La violenza fu tale da scandalizzare persino un cattolico conservatore come Georges Bernanos, che scrisse I grandi cimiteri sotto la luna proprio per denunciare gli orrori di cui era stato testimone diretto. Nel nord, il Paese Basco restò completamente tagliato fuori dal resto della Repubblica. Per certi versi, è strano che i baschi si siano schierati contro Franco, dal momento che anch’essi erano profondamente cattolici e tutt’altro che anarchici o marxisti. I baschi, tuttavia, intuirono che solo la Repubblica democratica avrebbe potuto venire incontro al loro desiderio di autonomia amministrativa, mentre il trionfo dei ribelli avrebbe rilanciato l’idea secondo cui il governo della Spagna doveva essere rigidamente accentrato.
Le donne erano tra i combattenti repubblicani durante la guerra civile spagnola.
A fine estate, le due città più importanti rimaste in mano alla Repubblica erano Barcellona e Madrid.
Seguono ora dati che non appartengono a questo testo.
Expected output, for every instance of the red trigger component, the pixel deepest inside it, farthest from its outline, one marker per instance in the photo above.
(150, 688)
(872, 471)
In entrambi i casi, il problema della resistenza militare fu affrontato imagesnte la creazione di milizie operaie improvvisate; in pratica, i principali partiti politici (socialisti, comunisti e, a Barcellona, anarchici) si procurarono armi nelle caserme e le distribuirono ai lavoratori.
A Madrid, in un primo tempo, anche molte donne imbracciarono il fucile: per la Spagna di quel tempo, vedere una donna in uniforme (in pantaloni!) e armata, era una novità assoluta, quasi sconvolgente. A Barcellona, la creazione delle milizie operaie diede inizio a un più vasto processo rivoluzionario, guidato dagli anarchici e da altre forze rivoluzionarie minori, descritto con estrema vivacità da George Orwell, che arrivò in Catalogna verso la fine di dicembre del 1936 e si arruolò subito nelle milizie del POUM (Partito Obrero de Unificacion Marxista): «Per chi fosse venuto direttamente dall’Inghilterra, l’aspetto di Barcellona era qualcosa che sconvolgeva e sopraffaceva. Era la prima volta che mi trovavo in una città dove la classe operaia era al potere. Praticamente ogni edificio di qualsiasi dimensione era stato occupato dai lavoratori e drappeggiato con bandiere rosse o con le bandiere rosse e nere degli anarchici; su ogni muro erano stati scribacchiati la falce e il martello con le iniziali dei partiti rivoluzionari; quasi ogni chiesa saccheggiata e le immagini sacre riarse. Qua e là le chiese venivano sistematicamente demolite da squadre di operai… Soprattutto, si sentiva diffusa nell’aria una gran fiducia nella rivoluzione e nel futuro, l’impressione d’essere improvvisamente emersi in un’era di uguaglianza e di libertà. Gli esseri umani cercavano di condursi come esseri umani e non come denti di una ruota nella macchina capitalistica».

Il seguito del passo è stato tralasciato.